Another human rights activist, Shamil Tangiev of Memorial, said the Chechen prosecutor’s office could not be regarded as independent and was cooperating with other official bodies.



“We believe the courts, the prosecutor’s office, and the investigative bodies are united in a cover-up,” said Tangiev.



IWPR contacted the prosecution service in Chechnya about the widespread allegations of fabricated criminal cases. The prosecutor’s office asked for written questions, which were submitted a month ago, but despite further requests, it has failed to provide answers.



The issue of family members detained in Russia touches almost every community in Chechnya. In the village outside Grozny where Kazbek’s family lives, there are more than 70 mothers waiting from day to day for their sons to return and saving money so that they can go to see them in jail.



The mother of another detainee called Aslan said he is routinely humiliated by his jailers.



“When my son was fasting during the sacred month of Ramadan, they would give him pork, knowing that he was a Muslim and wouldn’t eat it,” she said. “They give him two cups of tea and a slice of bread every day. He stays in a solitary cell, one metre square with an iron bed… and no blanket or mattress. The toilet is in the cell.”



These mothers hope the Russian government will allow their sons to be transferred to prisons in Chechnya.

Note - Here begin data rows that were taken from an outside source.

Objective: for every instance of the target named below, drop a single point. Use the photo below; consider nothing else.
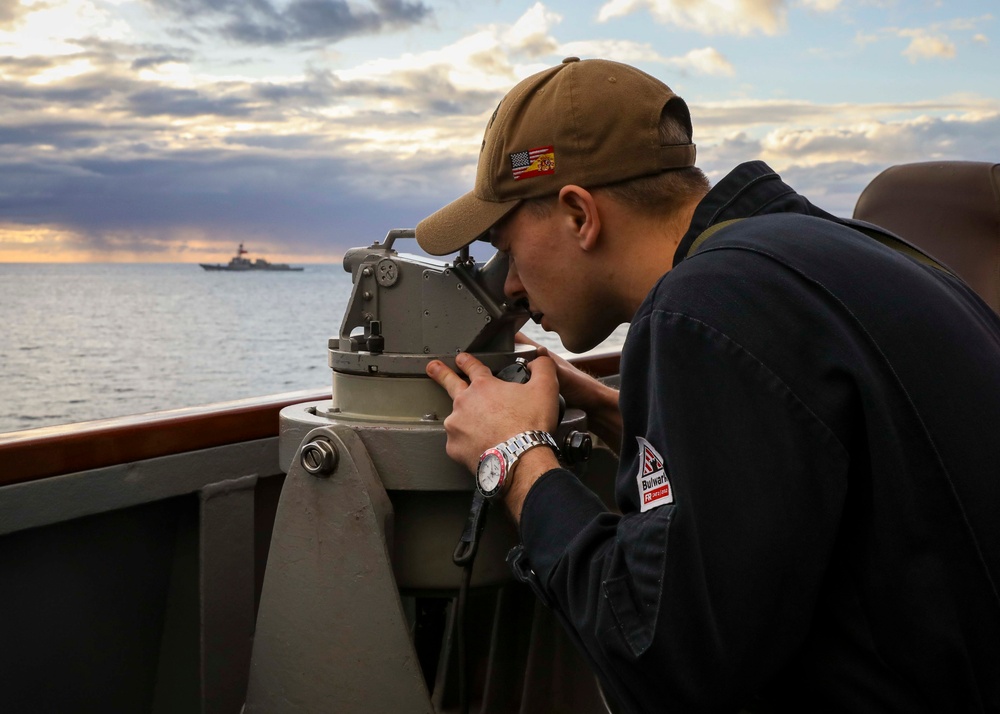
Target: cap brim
(460, 222)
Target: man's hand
(488, 411)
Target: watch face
(492, 469)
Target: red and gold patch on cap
(536, 162)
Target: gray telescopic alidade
(371, 507)
(405, 311)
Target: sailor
(807, 422)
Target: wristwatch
(496, 464)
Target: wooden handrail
(51, 451)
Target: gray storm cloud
(259, 22)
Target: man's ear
(580, 215)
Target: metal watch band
(517, 445)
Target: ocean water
(89, 341)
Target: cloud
(931, 42)
(926, 46)
(821, 5)
(10, 10)
(709, 17)
(122, 146)
(530, 34)
(258, 22)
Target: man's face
(548, 270)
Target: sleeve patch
(652, 480)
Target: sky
(172, 130)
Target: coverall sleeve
(692, 605)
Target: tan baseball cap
(589, 123)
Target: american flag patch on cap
(536, 162)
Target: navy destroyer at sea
(239, 263)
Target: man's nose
(512, 286)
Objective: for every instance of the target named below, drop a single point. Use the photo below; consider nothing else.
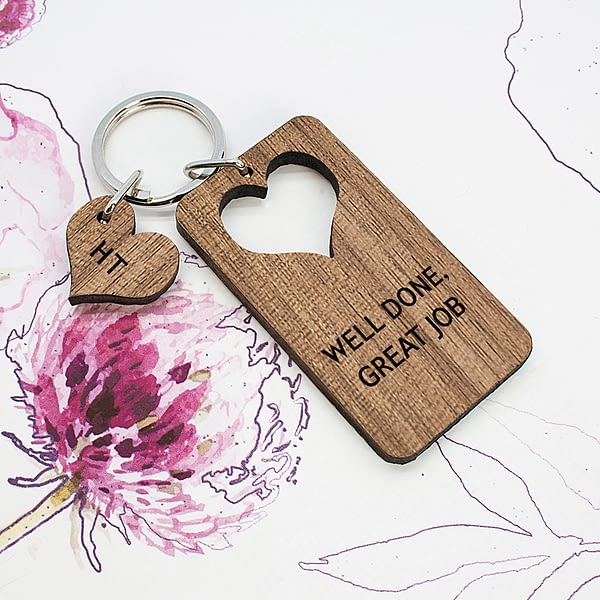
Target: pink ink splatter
(175, 422)
(41, 180)
(17, 18)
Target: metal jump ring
(152, 100)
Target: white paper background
(419, 92)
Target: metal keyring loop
(153, 100)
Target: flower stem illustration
(55, 502)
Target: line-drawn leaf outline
(511, 554)
(477, 472)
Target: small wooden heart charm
(111, 263)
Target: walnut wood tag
(111, 264)
(392, 328)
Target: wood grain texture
(111, 264)
(392, 328)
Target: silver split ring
(153, 100)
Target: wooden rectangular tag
(392, 328)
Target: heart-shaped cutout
(295, 216)
(111, 263)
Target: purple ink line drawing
(529, 121)
(524, 549)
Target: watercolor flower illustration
(528, 544)
(35, 209)
(17, 17)
(150, 419)
(175, 423)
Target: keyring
(162, 99)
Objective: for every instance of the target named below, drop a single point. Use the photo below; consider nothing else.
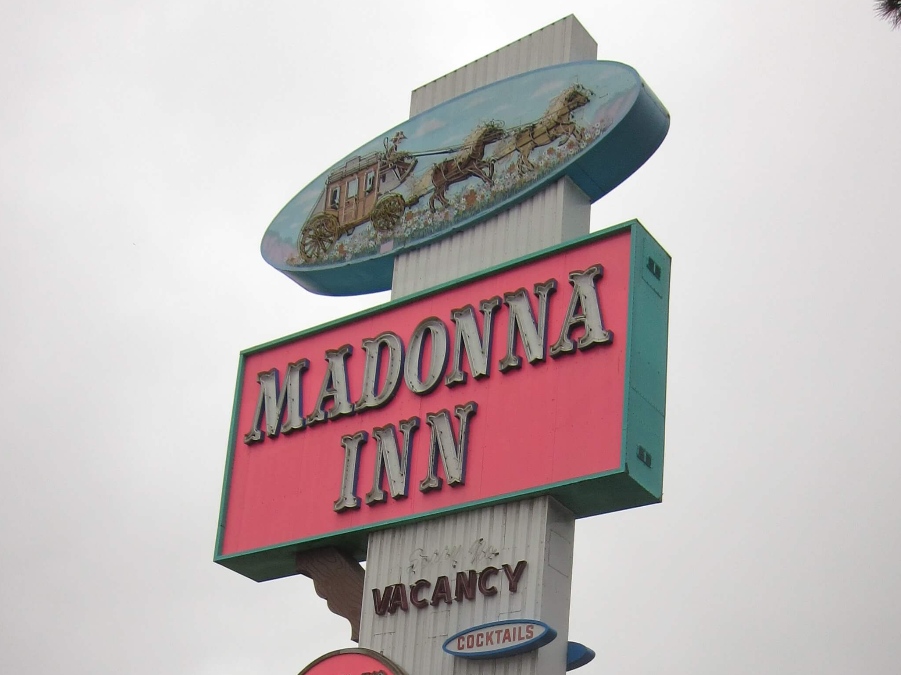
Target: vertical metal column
(536, 530)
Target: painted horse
(557, 122)
(470, 161)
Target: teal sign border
(637, 482)
(603, 164)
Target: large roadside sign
(546, 375)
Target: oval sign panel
(499, 638)
(461, 162)
(352, 662)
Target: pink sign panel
(514, 383)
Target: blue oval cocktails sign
(458, 164)
(499, 638)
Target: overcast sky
(144, 149)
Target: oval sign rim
(548, 636)
(380, 658)
(633, 139)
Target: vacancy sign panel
(543, 376)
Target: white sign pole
(501, 562)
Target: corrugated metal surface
(557, 213)
(538, 531)
(563, 41)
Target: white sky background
(145, 147)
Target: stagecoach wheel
(386, 213)
(317, 236)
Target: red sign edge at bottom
(637, 482)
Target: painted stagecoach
(458, 164)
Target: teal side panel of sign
(645, 398)
(461, 163)
(639, 479)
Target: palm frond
(890, 10)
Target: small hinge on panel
(644, 456)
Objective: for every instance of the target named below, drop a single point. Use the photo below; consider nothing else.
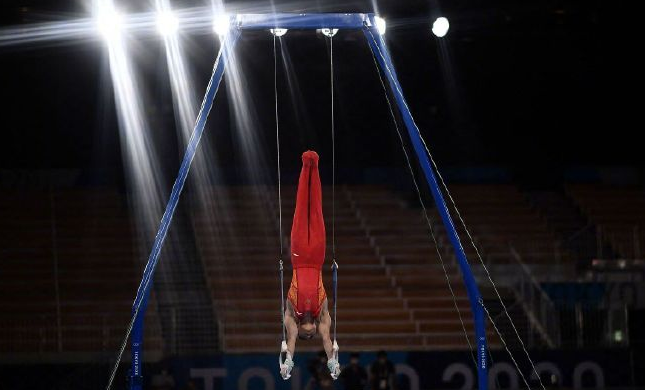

“Nothing lasts forever in this world, and those who are responsible for this won’t escape divine justice. Our innocent children know what’s been done to them but don’t know why – and they must be saved,” said Kazbek’s mother. “There must be more than 10,000 mothers of these poor children, and there are also their wives, children, sisters and brothers. How can we sleep properly, eat well and call ourselves proper human beings?”



Asya Umarova is a correspondent for Chechenskoye Obschestvo newspaper.